A message from President Richard Myers:
The callous comments posted by a K-State student hurt our entire community. These divisive statements do not represent the values of our university. We condemn racism and intolerance in all its forms.
– K-State (@KState) June 26, 2020
We are launching an immediate review of college options. Black Lives Matter at Kansas State University and we will continue to fight for social justice.
– K-State (@KState) June 26, 2020
Group ties to white nationalism
McNeil is the former president of the K-State chapter of a group of students who support President Donald Trump. He quit Turning Point USA because he said the group “is constantly giving up cultural ground to the left.”

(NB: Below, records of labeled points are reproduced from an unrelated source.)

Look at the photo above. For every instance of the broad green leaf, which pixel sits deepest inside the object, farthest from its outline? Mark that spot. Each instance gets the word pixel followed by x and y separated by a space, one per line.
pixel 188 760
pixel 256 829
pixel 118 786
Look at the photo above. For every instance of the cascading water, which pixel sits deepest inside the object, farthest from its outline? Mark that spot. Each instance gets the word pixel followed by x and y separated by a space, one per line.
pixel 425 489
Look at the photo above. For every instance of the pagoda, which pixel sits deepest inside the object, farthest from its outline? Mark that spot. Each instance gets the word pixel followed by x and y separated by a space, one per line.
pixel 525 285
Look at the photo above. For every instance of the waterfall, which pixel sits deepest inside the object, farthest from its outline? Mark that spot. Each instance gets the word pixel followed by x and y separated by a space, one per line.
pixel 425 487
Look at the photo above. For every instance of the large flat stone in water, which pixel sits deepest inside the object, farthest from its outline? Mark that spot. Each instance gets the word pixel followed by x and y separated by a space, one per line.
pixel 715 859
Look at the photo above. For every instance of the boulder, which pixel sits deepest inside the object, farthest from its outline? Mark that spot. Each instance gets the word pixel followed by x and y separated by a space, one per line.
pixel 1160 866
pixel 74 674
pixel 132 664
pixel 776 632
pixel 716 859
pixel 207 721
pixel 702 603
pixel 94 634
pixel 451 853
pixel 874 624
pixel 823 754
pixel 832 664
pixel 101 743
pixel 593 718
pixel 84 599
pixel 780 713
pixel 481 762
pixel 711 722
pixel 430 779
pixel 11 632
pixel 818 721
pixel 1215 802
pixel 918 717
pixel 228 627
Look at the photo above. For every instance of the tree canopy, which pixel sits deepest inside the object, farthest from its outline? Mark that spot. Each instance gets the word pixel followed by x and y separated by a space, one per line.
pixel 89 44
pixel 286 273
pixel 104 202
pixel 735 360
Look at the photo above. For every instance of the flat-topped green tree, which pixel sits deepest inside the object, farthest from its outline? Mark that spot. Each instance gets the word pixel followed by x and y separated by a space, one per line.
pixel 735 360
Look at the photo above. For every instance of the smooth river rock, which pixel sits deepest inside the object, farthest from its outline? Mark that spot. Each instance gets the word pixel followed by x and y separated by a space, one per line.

According to the Institute for Human Rights Research and Education, McNeil’s group of America Primero students is now part of a rebranding attempt by the alternative right-wing movement. The new renamed “Groyper” is based on the Pepe the frog meme that was adopted by far-right and white nationalists in recent years.
From the IREHR:
To implement their plan, the “groypers” have returned to campus activism. Just a month after the Groyper Summit, former Turning Point chapter leader at Kansas State University, Jaden McNeil, who became an active participant in the “groyper” activity, announced the formation of a new group, America First Students.
McNeil’s tweet is not the first time George Floyd’s offensive social media posting of a college-aged adult has been condemned. An incoming lacrosse player at Marquette had his scholarship offer rescinded after Snapchats in the wake of Floyd’s death. And an incoming freshman in Missouri terminated his enrollment after the school said he would investigate a social media video where he teased Floyd’s death with his knee to someone else’s neck.